As of September 2014, there have been approximately 415,129 children in the system.The numbers have increased by 4 percent since 2012. The goal is to provide a safe environment and care for the children, until they can be reunited with their birth family. The problem is that the foster care system is suppose to be a temporary living solution.
Unfortunately, children enter the system more than they leave. Instead, children stay in these agencies until they age out. More than 20,000 kids will age out of the system, meaning they will be kicked out when they are 18, with no means of supporting themselves, and no life skills to function as an adult. Only an average 101,840 children are actually adopted.
This is only 1 in 184 children. Most people don’t want to foster or adopt because there is extensive paperwork and training involved; they don’t know how to interact with the children in foster care; they’re afraid the caseworker will judge them harshly; the children will go back to the parents, or it’s too expensive. More than 25 percent of children have faced abuse in this system, which undermines the government’s assertion that they can raise the children better than the parents.
I believe that the first principle of the child welfare system should be to do no harm. The lives of children and families should be enhanced, not diminished, by the foster care experience.

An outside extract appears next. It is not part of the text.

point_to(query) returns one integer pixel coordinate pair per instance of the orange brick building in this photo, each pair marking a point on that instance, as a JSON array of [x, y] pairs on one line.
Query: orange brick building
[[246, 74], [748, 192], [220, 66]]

Children are often placed without much thought given to the mental state of the child. Yes, a quick questionnaire is used to see if the child is injured, but unfortunately that is an unreliable system, because children experiencing abuse do not often reveal what is being done to them. They feel guilty and believe it’s their fault.
Children should receive a health evaluation shortly after, if not before, entering foster care to identify any immediate medical needs. Children should receive a thorough pediatric assessment within one month of entry. Children should also be assigned a consistent source of medical care to ensure that the care continues for them, and they should receive ongoing developmental, educational, and emotional assessments.
Some children grow up in the system, so age appropriate care should be provided. Agencies should note that children after the age of 12 have completely different needs than younger children, so they face different challenges. Finally, foster parents should be trained on how to deal with the development of mentally scarred or abused children.
I believe there should be transitional services and educational services that help foster children develop the skills needed to become adults, interact with their peers, and to make sure they can get as much education as possible.
States should provide adequate investments that fully implement their improvement plans. They should extend the flexibility of federal foster care funds by expanding and reauthorizing the number of waivers available to the system and revising outdated eligibility requirements.
More often than not, adoption courts have too many cases they take on, so they can’t truly hear everyone involved and make a decision in a timely fashion. I believe there should be a one-judge one-family approach: the judges only get a small number of foster or adoption cases and follow those cases thoroughly in order to make a good decision.
For children, the foster care experience is eminently painful. Not only are they dealing with the emotional and physical wounds inflicted by abuse and neglect, foster children must also contend with the emotionally wrenching experience of being removed from their homes and placed in foster care.
Far too often, foster care is not a time of healing for them. Rather, despite the best intentions of those who work within the system, many children experience foster care as damaging, confusing, and destabilizing.
In order to fix these problems, it’s going to take more than the state government. It will take the community, caseworkers, policy makers, and anyone who can provide a family, or emotional support for these children.